For merchants with either wireless or Ethernet-connected POS terminals, customer transaction data usually flows through the same router as other outgoing data to an open-ended network. AprivaNet, on the other hand, captures that data and sends it separately, effectively concealing it from hackers trolling the Internet's main pathways and disguising its origin.
"What's interesting is you end up, in many cases, encrypting the data twice because you're putting it on a private network which encrypts it, but what you're also hiding are those endpoints," Clark said.
"On a private network, those endpoints are invisible to people who might be in the middle ... it kind of makes the users of those private networks disappear. So, yes, there's a stream of encrypted traffic, but you don't know where they're going, where it came from, or what might be in that data stream. And, in a way, it's like making sure your point-of-sale traffic is a needle in a haystack - it makes it harder to go after."
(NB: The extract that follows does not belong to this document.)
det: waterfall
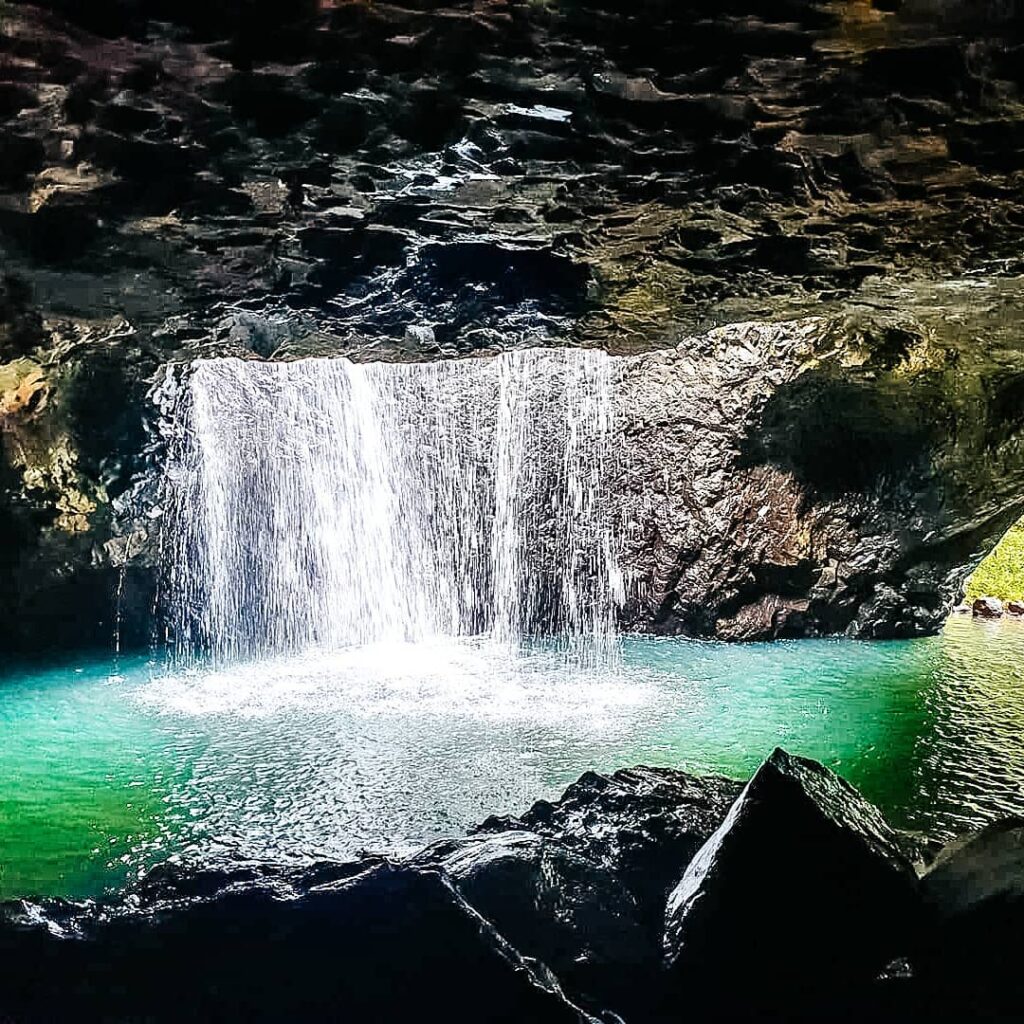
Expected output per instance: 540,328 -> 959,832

Clark added that although POS data is typically encrypted, it often remains vulnerable to hacking because of its presence on public networks. The encryption alone will protect it in many cases, but fending off more sophisticated hackers requires multifaceted solutions, he noted.
"What you have is all of these fringe elements trying to penetrate, trying to access, trying to put viruses in," he said. "Those are all security issues that really don't have anything to do with the fact that the transaction has been encrypted."
"Today, IT-connected, Internet-connected merchants are really the target for PCI, because they have a device that's connected on public networks," he said. "It makes them vulnerable to hacking, and it makes them vulnerable to viruses that can be implanted on their systems - and that can then send data out of the Internet ... TJ Maxx was a perfect example." (Retailer TJX Companies Inc. revealed a massive data breach in 2007.)
While routing merchant data through a private network is AprivaNet's primary function, that service is part of a larger security package that helps to ensure compliance with the Payment Card Industry (PCI) Data Security Standard.
Clark said that package includes a 24-hour monitoring device that informs a merchant whenever "configuration problems" occur within the network, such as connection problems or device tampering; a self-assessment security questionnaire; PCI-required penetration scanning; and a guarantee that Apriva will "cover the expense of any remediation cost" up to $50,000 for PCI violations associated with using the device.
"This is a form of encryption that is not just the private POS network," Clark said. "We're also bundling in the TrustKeeper tools [Trustwave's on-demand compliance management technology] to help you document you're compliant; you have the self-assessment questionnaire, the scanning that's required, the guarantee ... all those are additional risks that we're addressing."
Clark said the service will hit the market by May 15, 2009.